くすりの話

2007年8月1日

くすりの話 99 「調剤技術料」って何ですか?

Q:薬局の領収書に「調剤技術料」とありましたが、何ですか?

A:病院や診療所でおこなう診察、処置、検査などはそれぞれに「○点」と保険点数が定められています。1点=10円で計算され、これを診療報酬といいます。
 同じように薬局にも「調剤報酬」があります。調剤報酬には薬代のほかに「調剤技術料」なども含まれています。調剤技術料には「調剤基本料」「調剤料」があります。
 調剤基本料とは「薬局で処方せんに基づく調剤をおこなうこと」に対して算定される、いわば基本料金です。薬局の規模や業務内容により点数が決まっています。
 調剤料は「薬を調剤する技術(手間)」に対して算定され、薬の種類や処方日数によって異なります。また錠剤を半分に割るとか、粉薬や軟こうを混ぜ合わせ る、飲み込みが困難な人のために錠剤を粉状にするなど特別な技術が必要な場合、さらに点数が加算されます。「調剤技術料」の窓口負担分(1割とか3割な ど)を患者さんからいただいています。
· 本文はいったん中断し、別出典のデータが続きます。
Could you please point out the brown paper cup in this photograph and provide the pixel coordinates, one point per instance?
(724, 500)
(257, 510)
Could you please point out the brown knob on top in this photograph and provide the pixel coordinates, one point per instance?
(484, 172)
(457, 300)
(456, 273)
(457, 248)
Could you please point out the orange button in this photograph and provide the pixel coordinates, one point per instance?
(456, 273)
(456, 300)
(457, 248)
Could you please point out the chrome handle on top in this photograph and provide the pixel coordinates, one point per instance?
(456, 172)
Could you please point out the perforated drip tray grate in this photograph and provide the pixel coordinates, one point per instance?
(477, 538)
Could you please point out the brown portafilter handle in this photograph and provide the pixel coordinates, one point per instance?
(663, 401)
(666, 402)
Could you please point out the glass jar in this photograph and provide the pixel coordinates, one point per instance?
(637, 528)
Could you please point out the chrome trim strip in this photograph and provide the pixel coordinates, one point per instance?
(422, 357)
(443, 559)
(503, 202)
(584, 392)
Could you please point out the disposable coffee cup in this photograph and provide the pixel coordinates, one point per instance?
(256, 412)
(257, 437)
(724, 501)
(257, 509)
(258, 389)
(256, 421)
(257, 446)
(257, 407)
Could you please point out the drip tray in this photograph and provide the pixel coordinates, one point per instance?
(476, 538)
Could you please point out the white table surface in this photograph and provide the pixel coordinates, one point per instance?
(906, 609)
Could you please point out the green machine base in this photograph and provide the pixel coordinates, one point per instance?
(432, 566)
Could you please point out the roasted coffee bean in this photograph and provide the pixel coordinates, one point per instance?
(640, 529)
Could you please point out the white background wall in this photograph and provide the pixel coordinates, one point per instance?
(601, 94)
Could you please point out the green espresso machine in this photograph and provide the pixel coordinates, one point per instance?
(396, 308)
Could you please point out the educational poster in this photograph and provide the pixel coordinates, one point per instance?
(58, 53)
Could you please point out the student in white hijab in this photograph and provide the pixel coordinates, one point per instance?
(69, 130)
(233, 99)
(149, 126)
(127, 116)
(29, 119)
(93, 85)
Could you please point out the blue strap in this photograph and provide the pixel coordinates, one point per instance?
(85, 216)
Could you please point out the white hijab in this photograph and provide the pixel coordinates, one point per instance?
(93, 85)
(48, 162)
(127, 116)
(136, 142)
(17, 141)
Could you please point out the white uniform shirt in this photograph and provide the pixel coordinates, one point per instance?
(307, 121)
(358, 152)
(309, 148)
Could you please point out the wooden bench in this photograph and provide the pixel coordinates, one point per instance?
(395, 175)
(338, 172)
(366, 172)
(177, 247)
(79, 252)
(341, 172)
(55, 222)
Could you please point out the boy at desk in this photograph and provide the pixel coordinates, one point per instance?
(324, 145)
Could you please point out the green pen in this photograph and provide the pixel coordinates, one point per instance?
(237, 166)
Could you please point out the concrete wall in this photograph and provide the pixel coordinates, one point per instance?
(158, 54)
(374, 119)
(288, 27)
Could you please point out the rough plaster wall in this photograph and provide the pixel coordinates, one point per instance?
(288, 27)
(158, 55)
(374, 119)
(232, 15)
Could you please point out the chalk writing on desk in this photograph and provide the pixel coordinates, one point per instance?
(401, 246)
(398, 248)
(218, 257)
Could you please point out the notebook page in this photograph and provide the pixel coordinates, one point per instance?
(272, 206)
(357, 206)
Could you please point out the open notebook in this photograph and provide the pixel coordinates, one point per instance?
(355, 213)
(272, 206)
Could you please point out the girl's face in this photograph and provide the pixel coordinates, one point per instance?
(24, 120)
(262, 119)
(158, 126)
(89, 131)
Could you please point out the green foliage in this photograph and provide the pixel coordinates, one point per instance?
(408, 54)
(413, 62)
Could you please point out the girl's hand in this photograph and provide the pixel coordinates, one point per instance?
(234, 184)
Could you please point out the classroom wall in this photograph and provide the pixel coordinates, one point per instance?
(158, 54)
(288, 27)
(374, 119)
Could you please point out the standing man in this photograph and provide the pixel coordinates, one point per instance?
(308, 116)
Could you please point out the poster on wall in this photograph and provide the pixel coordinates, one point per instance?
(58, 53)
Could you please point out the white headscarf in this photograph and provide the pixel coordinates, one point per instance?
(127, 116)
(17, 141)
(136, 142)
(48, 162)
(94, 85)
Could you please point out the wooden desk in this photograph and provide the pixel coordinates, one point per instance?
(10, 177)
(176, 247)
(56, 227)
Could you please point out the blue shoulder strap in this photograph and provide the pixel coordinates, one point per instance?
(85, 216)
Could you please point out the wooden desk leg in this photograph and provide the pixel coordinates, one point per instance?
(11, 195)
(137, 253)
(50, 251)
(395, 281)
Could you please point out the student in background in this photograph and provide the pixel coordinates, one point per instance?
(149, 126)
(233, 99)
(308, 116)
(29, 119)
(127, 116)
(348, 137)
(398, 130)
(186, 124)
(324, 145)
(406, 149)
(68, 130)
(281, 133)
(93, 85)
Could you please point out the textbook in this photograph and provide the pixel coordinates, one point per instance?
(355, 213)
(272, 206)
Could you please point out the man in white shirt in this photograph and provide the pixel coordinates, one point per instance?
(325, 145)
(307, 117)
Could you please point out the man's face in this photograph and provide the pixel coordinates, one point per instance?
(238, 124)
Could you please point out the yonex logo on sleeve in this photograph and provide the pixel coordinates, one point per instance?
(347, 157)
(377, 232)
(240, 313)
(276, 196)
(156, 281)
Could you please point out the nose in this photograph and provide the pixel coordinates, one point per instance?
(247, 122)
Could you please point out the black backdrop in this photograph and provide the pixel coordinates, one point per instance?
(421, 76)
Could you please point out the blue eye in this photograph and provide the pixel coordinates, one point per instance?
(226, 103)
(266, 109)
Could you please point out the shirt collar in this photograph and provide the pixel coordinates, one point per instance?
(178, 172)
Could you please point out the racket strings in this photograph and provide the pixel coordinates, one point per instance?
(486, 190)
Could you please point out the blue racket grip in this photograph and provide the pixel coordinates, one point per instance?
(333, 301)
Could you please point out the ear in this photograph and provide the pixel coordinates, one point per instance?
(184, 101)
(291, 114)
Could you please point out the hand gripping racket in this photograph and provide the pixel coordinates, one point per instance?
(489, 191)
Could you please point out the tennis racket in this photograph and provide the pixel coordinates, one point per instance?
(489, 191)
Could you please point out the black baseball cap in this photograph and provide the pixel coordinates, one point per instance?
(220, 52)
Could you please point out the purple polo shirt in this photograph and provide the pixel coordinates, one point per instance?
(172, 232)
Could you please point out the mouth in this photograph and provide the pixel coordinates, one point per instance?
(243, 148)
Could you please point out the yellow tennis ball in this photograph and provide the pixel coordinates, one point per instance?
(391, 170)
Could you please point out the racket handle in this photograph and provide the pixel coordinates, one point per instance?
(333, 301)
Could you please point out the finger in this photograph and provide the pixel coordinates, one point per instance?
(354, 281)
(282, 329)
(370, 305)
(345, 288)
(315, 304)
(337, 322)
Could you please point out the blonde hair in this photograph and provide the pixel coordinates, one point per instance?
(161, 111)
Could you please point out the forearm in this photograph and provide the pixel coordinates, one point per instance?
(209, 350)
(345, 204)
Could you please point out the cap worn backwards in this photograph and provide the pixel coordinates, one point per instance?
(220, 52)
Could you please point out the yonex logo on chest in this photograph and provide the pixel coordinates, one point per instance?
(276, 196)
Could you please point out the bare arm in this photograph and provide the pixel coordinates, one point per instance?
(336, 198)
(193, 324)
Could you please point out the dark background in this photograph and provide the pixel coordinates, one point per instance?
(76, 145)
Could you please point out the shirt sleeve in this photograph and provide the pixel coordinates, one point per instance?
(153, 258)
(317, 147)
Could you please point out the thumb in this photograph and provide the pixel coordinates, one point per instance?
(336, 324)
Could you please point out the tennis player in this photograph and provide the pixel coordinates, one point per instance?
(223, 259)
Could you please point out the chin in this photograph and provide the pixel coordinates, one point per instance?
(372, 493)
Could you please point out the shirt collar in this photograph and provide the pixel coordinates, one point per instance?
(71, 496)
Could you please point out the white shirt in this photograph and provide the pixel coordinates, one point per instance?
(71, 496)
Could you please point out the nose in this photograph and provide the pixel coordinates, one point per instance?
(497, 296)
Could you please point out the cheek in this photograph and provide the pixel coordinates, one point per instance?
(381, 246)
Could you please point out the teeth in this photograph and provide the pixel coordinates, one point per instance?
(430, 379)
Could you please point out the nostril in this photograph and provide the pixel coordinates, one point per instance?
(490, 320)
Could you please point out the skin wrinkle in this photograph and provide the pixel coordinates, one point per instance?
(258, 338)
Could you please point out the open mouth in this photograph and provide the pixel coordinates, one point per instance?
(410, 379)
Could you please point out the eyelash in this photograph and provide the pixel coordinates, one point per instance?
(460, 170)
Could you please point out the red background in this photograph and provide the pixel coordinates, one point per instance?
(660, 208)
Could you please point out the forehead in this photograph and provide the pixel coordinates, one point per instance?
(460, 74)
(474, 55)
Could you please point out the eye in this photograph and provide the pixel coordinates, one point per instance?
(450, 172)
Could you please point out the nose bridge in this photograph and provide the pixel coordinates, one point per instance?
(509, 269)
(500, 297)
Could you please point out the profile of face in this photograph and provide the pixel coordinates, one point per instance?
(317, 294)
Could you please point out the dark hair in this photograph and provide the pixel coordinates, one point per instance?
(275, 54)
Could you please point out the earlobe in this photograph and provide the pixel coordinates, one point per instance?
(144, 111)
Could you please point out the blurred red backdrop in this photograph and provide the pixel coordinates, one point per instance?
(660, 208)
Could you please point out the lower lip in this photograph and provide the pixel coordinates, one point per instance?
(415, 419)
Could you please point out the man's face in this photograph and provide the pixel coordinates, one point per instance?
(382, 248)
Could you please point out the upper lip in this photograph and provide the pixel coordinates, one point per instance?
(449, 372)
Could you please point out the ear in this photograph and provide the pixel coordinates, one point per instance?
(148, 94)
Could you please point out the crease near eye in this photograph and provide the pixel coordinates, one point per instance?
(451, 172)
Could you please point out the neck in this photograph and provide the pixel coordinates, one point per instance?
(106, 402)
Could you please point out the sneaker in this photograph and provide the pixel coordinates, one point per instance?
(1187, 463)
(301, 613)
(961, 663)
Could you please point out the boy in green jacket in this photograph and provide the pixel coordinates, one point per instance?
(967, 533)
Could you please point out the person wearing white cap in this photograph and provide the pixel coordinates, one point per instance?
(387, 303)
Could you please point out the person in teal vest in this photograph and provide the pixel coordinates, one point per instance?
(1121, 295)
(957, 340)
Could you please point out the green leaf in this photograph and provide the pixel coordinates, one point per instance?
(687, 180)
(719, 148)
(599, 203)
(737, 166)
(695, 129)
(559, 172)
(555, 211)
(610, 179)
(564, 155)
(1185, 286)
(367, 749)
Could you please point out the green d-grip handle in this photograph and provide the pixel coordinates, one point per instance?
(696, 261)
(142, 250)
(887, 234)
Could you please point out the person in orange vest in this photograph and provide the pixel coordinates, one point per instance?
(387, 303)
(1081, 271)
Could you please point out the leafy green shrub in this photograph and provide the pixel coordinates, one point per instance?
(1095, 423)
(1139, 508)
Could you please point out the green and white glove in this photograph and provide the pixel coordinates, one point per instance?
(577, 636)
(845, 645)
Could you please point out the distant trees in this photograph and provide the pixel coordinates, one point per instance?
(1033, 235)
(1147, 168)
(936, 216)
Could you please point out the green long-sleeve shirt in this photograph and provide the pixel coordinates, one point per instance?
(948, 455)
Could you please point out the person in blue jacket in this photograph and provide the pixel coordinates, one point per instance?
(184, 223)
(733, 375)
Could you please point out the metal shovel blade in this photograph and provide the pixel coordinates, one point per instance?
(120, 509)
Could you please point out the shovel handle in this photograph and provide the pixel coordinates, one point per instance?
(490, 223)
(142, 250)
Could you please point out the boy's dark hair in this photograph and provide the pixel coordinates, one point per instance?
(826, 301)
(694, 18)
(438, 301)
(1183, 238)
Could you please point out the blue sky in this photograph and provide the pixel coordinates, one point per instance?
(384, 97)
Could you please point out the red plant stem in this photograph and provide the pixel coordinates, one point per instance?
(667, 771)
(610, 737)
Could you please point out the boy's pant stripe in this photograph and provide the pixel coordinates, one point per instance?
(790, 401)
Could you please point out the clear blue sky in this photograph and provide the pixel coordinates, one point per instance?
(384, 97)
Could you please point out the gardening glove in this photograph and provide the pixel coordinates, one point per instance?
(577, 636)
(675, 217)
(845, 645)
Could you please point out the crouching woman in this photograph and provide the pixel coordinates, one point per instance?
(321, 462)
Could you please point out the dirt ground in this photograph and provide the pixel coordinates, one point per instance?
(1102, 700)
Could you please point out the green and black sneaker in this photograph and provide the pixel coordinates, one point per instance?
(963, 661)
Q:「技術料」というほど、調剤は手間がかかるものなのですか?

A:「調剤といっても、薬をそろえているだけでは…」と思う人もいるかもしれませんが、それほど簡単ではないのです。
 薬局には1000を超える種類の薬があります。名称や形が似ていたり、同じ成分でも名称が違う薬もあります。薬は“諸刃の剣” といわれます。間違った使い方をすれば患者さんの健康を損ないかねず、薬剤師は「間違わずに調剤する」という大前提を守るために細心の注意を払います。特 別な技術が必要な調剤や、飲む時間帯ごとに薬をワンパックにする調剤などは時間もかかります。
 さらに医師が処方した薬の用量や飲み方は適切か、薬同士の相性は悪くないか、過去に副作用を起こした薬が含まれていないか、治療中のほかの病気に悪影響 をあたえる薬がないか…など、患者さんの服用記録をもとにさまざまな情報を確認しながら調剤します。処方された薬の量や飲み方に疑問がある場合、飲み合わ せが悪い場合、副作用の恐れがある薬が処方された場合などは医師と相談して、薬を変えることもあります。
 また、患者さんから「先生の前では言い出せなかったけれど、勝手に薬を止めていた」「飲み忘れた薬が何カ月分も残っている」といった相談を受けることも 多く、そんな時は患者さんに代わって上手に医師に伝えるのも薬剤師の腕の見せ所、大切な仕事です。先生と相談し、患者さんともお話をして、きちんと薬を飲 んでいただけるように導きます。
 時には薬剤師と医師の意見が食い違うこともあります。このような場合も、患者さんにとって何が最善なのか考えて対応するよう心がけています。